Median of grouped data-CodePudding

I have a dataset containing the number of infants born per gestational week.

I am trying to determine the median gestational age of delivery based on the frequency of infants born for this particular year

For example:

GA	num_infants_born
20 weeks	16
21 weeks	22
22 weeks	34
23 weeks	45
24 weeks	60
25 weeks	67
26 weeks	94

and onwards, until 41 weeks. The distribution is (not surprisingly) left skewed

I also calculated cumulative frequencies using

data$cumulative_freq = cumsum(data$num_infants_born)
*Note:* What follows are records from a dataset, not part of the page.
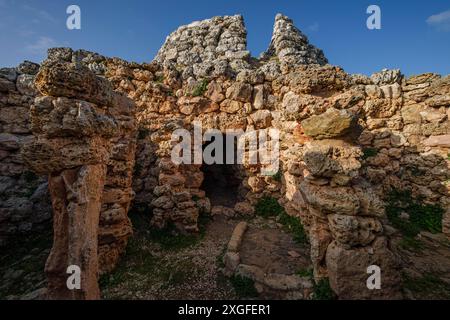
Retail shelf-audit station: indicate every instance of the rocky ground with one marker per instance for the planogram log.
(159, 265)
(426, 267)
(22, 265)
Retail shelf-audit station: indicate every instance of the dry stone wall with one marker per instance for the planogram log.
(25, 203)
(345, 141)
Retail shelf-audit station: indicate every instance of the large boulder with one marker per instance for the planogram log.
(347, 270)
(331, 124)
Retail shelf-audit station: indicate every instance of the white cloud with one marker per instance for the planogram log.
(40, 46)
(39, 14)
(440, 21)
(314, 27)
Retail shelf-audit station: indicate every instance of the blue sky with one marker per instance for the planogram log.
(415, 34)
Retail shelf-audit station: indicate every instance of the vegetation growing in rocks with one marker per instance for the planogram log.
(30, 176)
(369, 153)
(294, 226)
(306, 273)
(201, 88)
(422, 217)
(244, 286)
(269, 207)
(322, 290)
(427, 286)
(143, 133)
(277, 176)
(21, 264)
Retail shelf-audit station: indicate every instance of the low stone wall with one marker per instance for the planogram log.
(345, 140)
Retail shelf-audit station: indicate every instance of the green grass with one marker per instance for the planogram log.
(416, 172)
(137, 169)
(427, 287)
(200, 88)
(412, 244)
(277, 176)
(323, 291)
(369, 153)
(422, 217)
(306, 273)
(143, 133)
(268, 207)
(30, 176)
(294, 226)
(159, 79)
(244, 287)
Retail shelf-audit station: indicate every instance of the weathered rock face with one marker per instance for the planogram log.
(25, 203)
(345, 141)
(291, 46)
(212, 47)
(79, 139)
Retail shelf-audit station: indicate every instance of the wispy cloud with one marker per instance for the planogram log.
(40, 46)
(39, 14)
(440, 21)
(314, 27)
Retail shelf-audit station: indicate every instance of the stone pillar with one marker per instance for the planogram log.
(76, 199)
(75, 124)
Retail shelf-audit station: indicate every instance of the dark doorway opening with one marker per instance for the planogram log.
(222, 181)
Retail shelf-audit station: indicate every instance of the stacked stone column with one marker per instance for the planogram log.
(78, 123)
(346, 216)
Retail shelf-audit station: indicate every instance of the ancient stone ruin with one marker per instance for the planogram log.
(96, 132)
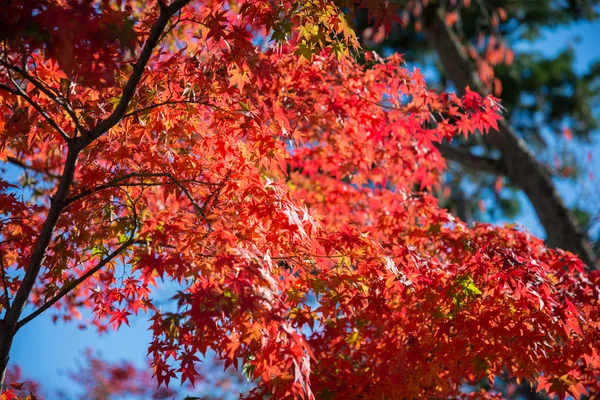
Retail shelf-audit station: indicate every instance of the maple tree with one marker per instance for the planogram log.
(239, 150)
(472, 42)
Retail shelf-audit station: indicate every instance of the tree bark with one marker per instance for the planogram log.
(517, 162)
(6, 337)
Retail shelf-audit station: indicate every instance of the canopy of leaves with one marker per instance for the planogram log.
(285, 187)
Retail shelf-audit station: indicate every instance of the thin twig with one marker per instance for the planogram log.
(4, 285)
(72, 285)
(19, 163)
(169, 102)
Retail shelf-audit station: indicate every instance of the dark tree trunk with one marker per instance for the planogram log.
(517, 162)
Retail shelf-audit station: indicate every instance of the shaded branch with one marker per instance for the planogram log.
(471, 161)
(73, 284)
(117, 183)
(520, 164)
(4, 285)
(21, 164)
(165, 103)
(75, 147)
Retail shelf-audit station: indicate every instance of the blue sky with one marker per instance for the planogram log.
(45, 350)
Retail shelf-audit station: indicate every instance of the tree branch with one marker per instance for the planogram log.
(520, 164)
(138, 70)
(117, 183)
(72, 285)
(21, 164)
(4, 285)
(165, 103)
(75, 147)
(471, 161)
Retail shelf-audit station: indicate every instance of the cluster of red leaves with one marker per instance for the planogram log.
(286, 192)
(18, 388)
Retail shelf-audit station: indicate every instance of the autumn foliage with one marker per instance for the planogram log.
(253, 154)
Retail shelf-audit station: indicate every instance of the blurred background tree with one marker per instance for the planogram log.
(544, 148)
Do I use the cumulative_freq column to calculate the median number of infants born that corresponds to a gestational week? Using

median(medianGA2001a$cumulative_freq)

gives me an unexpected number.

I am expecting the median GA to be around 35 weeks, based on the distribution

CodePudding user response：

If I understood your question correctly you're going to want to do something like this:

# Your gestational data:
gestational_data <- data.frame(GA_weeks = c(20:26),
                               num_infants_born = c(16,22,34,45,60,67,94))

# See the apply() documentation by running 
# ?apply

apply(gestational_data,
      1,
      function(x){
        rep(x[1],x[2])
      }) |>
  unlist()|>
  median()

CodePudding user response：

What you want is a weighted median. You first want the weeks as numeric, which you get using gsub if not yet available

dat$GA_num <- as.numeric(gsub('\\D', '', dat$GA))

Then, use weightedMedian from the matrixStats package with the number of infants as weights.

matrixStats::weightedMedian(dat$GA_num, w=dat$num_infants_born)
# [1] 24.34646

Note, that there are several definitions of the weighted mean. For a comprehensive discussion, see this answer.

Data:

dat <- structure(list(GA = c("20 weeks", "21 weeks", "22 weeks", "23 weeks", 
"24 weeks", "25 weeks", "26 weeks"), num_infants_born = c(16L, 
22L, 34L, 45L, 60L, 67L, 94L)), class = "data.frame", row.names = c(NA, 
-7L))